Sunday, 12 July 2009

Brough, St Michael

St Michael

The church of St Michael can be found about a quarter of a mile to the South East of Brough Castle. Hidden away at the bottom of a hill, and surrounded by trees this is a very tranquil and sublime church. The back of the church is the most well kept part of this building, with the grave yard here mowed and tidy....whilst the front is overgrown...this is obviously where the older graves can be found and so is little visited. However...the 16th century porch (at the rear) should not be ignored, as it hides a beautiful 12th century arched doorway (see the photos later on in this post)

The above photo shows the North face of the church, made of predominately 16th century stone work. The photo below, shows the South face of the church, made predominately of 12th century stone work (including the decorated doorway) There appears to be only one original window in the South wall, with a few pieces of 14th century stone work incorporated around the windows.

The tower dates from 1513, and incorporates a spiral stair case hidden in the North West corner. Looking at the photo above, the tiny single light window to the left of the porch, probably dates from the 12th century (although not the glass)

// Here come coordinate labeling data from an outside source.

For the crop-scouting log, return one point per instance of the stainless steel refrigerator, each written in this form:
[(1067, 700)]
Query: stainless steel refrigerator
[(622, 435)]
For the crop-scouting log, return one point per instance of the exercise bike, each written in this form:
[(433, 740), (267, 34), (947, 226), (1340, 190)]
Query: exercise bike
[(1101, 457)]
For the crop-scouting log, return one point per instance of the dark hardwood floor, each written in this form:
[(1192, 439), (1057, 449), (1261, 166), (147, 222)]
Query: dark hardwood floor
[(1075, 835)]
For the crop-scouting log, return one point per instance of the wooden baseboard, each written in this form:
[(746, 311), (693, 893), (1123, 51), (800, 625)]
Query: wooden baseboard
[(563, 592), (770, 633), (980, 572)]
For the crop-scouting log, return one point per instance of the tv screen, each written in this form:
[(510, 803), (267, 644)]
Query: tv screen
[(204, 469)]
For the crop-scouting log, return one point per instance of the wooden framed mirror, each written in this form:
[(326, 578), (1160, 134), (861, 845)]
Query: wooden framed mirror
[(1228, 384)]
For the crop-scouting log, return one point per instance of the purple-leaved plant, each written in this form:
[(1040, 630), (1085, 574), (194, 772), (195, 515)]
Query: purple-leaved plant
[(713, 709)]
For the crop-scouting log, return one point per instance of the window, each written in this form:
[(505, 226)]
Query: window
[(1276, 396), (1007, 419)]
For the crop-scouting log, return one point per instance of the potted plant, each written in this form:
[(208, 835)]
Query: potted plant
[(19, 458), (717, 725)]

The photo above shows the lozenge decoration on the 12th century supports on the Norman arch in the Southern wall. The one of the left is uncovered (bare stone) whilst the one on the right looks as if it has suffered under a cover of white plaster. This has been removed in a few spots, damaging the stone beneath.

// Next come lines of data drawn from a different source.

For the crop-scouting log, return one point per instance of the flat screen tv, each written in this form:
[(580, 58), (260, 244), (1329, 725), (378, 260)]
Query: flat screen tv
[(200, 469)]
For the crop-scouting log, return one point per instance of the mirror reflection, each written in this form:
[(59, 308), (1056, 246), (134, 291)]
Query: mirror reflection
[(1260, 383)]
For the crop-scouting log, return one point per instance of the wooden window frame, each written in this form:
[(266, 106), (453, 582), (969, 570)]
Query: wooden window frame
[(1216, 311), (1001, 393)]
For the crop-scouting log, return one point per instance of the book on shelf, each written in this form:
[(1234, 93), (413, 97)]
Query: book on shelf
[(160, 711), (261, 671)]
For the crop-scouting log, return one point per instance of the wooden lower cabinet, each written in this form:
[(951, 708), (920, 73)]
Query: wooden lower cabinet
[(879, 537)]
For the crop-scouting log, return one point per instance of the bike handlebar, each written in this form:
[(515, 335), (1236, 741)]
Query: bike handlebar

The porch contains a small treasure trove of graveslabs and other antiquities found in the church or the yard. The above photos shows what is thought to be a Roman grave stone, discovered in the church yard. The photo below shows some early medieval grave slabs, some discovered beneath the floor of the Church, and others outside in the grave yard.

The photo below shows another medieval grave slab, with its familiar floral engraving. This one has been mounted above the window in the porch.

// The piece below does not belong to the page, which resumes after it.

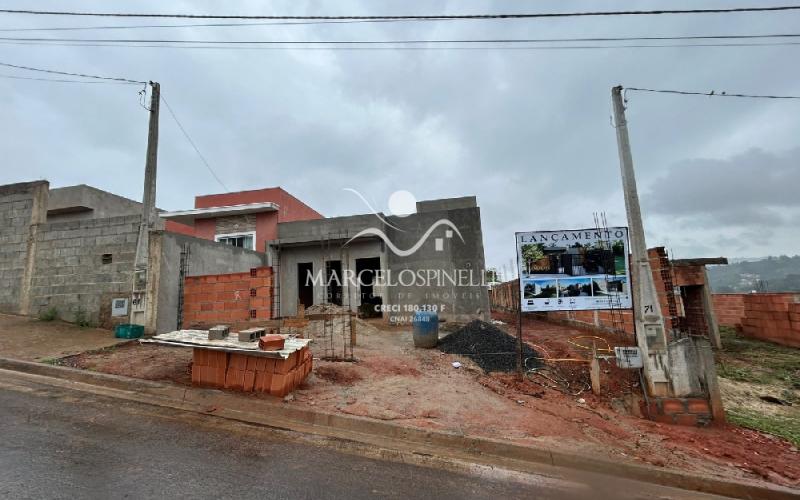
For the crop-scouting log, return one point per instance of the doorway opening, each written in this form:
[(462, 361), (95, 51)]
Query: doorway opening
[(366, 269), (333, 280), (305, 284)]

The South aisle, shown below, is very wide and separated from the North aisle by six 14th century pillars. The wall to the right of the photo is the thick, mostly 12th century wall with odd bits of 14th and 16th century stone work.

The photo below shows the beautiful Nave ceiling, probably dating from the 15th century. Local tradition has it that the original was burned by the Scots sometime before the 1500's....although these local legends often attribute unfortunate accidents to Scottish invasions and attacks!!

Another view of the 15th century ceilings, looking towards the West end of the church.

This photo shows the beautiful Norman doorway. If you click on the photo to get a full screen view, the faces and patterns carved into the stone are easy to make out. I would imagine that the white plaster\paint needs to be seems to mask the carvings a little.

This is the Brough stone (a copy)....a Roman memorial stone with an inscription written in Greek, dedicating it to a Syrian called Hermes. It supposedly says that Hermes was 16 years old, and was a conscripted soldier, possibly based at the Roman fort at Brough. It was found in the church yard, with the original now being housed in the Fitzwilliam Museum at Cambridge. This copy can be found hanging on the wall inside the tower...which my not always be unlocked and accessible.

This is a beautiful church and seems to be open most days. Make sure that you walk right around the church yard to the back of the church where the porch is, as the Norman doorway is well worth inspection.

1 comment:

Gladys Hobson said...

An interesting 'collection' of churches. Each will have its own history 'soaked' into the walls and written in registers. New life and loves, suffering and death. Humanity at its most vulnerable. Old churches are so easily dismissed and yet they are part of our heritage.
Nearer home, Aldingham, with its plain glass windows facing the sea, solid pillars and enclosed pews, is also of considerable historical interest. Reputed to have had the body of St Cuthbert rested on the spot where the church is built - so long ago. Then Urswick Church with its unusual pulpit and long history. The simple simplicity of that gem of a church at Dendron. And all the rest - not a 'dud' among the local churches.
Thank you for putting these pictures here, of those churches further afield, for us to see .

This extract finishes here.